A Good Honest Living
copyright © 2011 by Robert L. Blau
"So, Mr. Perkins, can you describe your job for this august committee?"
"Certainly, Mr. Chairman," said Perkins diffidently. "I'm a bank manager at Security First Trust and Federal Reserve."
"And what does that entail, Mr. Perkins?" queried the Chairman.
"In simplest terms," explained Perkins, "I take money from bank customers, embezzle it, and pass it on to the Mob."
"I see," said the Chairman, "And how does this job enable you able to live with yourself?"
"Only very frugally, I'm afraid," replied Perkins.
"I understand your salary is around 100K, not counting benefits," continued the Chairman.
"Yes," said Perkins. "Pathetic, isn't it?"
"But don't your Mob friends ... supplement your salary in any way?" probed the Chairman.

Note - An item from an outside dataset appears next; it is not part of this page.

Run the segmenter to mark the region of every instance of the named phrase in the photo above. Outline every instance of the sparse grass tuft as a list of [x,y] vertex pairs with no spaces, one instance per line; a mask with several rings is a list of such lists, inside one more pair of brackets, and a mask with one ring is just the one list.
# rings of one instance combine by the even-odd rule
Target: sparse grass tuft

"No, that would constitute a conflict of interest," said Perkins piously.
"Why, then, do you serve the Mob?" asked the Chairman.

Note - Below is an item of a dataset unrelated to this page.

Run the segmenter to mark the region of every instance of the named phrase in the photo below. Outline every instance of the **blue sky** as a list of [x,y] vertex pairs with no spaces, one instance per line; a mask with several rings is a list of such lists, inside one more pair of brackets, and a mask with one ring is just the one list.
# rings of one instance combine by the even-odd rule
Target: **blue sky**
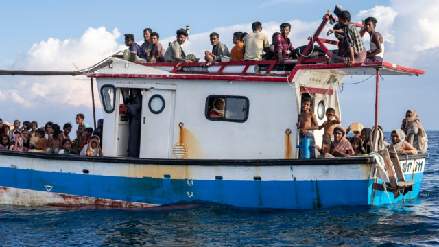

"It's my duty as a good citizen," said Perkins. "Money should be in the hands of people who deserve it and know how to use it. Our customers would only squander it on drugs, alcohol, bank accounts, and other poor-people things. That's part of it. The other part is the reason I'm testifying before your committee. To urge you to kill that awful bill."
"And what 'awful bill' are you referring to?" asked the Chairman. "There are so many. Ha, ha."
"I mean, of course, the one that would prohibit me from taking a job with the Mob when I quit the bank," said Perkins passionately. "Why else would anyone take a shitty, low-paying job like mine, unless he could use it as a springboard to a job with the Mob?"
"So you see," said the Chairman, turning to his nodding colleagues, "why we have to defeat this bill. It would prohibit people from making a good honest living once they leave the bank."
I wish I could say this was an exaggeration. This has been the fate of revolving-door legislation in Texas. My old ... alma mater, the Texas Commission on Environmental Quality (TCEQ - pronounced like spitting) is among the worst offenders. The "good honest living" bit comes from a real quote from one of the latest legislative assassins of the public interest. A former Executive Director asked the "why would anyone take a job like this" question during a previous attempt to stanch the flow of corruption. And now we have FCC Commissioner Meredith Baker, who voted for the monopolistic merger of Comcast/NBC Universal and then slithered over to become a lobbyist for them.